Right now, it’s construction that’s inundating the streets of downtown Norfolk. It gives high hopes for what’s to come, but in the meantime, definitely takes a toll on everyone around. It might be a case of perfect timing, though. The Main, slated to be the new heart of downtown, is expected to be finished right around the same time the Sunshine begins pulling in, bringing people and thus more dollars to go around.

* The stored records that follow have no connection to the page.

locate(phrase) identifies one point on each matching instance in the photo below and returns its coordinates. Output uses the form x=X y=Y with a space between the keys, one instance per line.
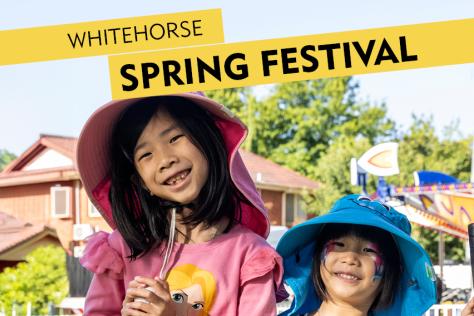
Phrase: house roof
x=264 y=172
x=15 y=233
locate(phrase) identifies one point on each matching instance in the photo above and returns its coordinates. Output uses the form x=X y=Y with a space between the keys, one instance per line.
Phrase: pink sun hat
x=93 y=157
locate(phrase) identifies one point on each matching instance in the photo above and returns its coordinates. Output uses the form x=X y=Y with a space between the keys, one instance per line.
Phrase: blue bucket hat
x=417 y=288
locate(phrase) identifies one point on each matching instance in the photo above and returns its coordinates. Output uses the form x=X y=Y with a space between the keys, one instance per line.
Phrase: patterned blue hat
x=417 y=289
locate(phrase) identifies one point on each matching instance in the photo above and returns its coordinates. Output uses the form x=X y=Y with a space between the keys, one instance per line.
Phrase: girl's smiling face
x=169 y=164
x=351 y=270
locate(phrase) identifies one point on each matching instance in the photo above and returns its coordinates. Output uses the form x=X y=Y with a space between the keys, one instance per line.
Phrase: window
x=294 y=212
x=93 y=212
x=290 y=209
x=61 y=201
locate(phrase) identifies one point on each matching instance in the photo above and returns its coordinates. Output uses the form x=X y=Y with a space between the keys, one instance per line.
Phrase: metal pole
x=472 y=162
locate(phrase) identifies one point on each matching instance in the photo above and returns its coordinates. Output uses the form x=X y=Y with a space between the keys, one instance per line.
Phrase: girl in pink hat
x=189 y=225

“The Carnival Cruises, when they do come in, if they’ve got 3,000 people, we’ll get 10 percent,” said Phillip Decker at D’Egg. “So, 300 people are coming in, and they really kind of inundate Main Street. We’ve had to compromise hours a bit, shut down Mondays and Tuesdays. Right now we’re open Wednesday through Sunday, until The Main is done next door.”

You may remember Carnival’s decision two years ago not to deploy the Carnival Glory or any other Carnival ship from Norfolk in 2014. They said operating costs including the price of fuel were factors. 10 On Your Side asked Kirkland how much that hurt local business. He said that’s just one piece of their overall approach at the Half Moone. They revved up port of call traffic, events and exhibits there until Carnival came back.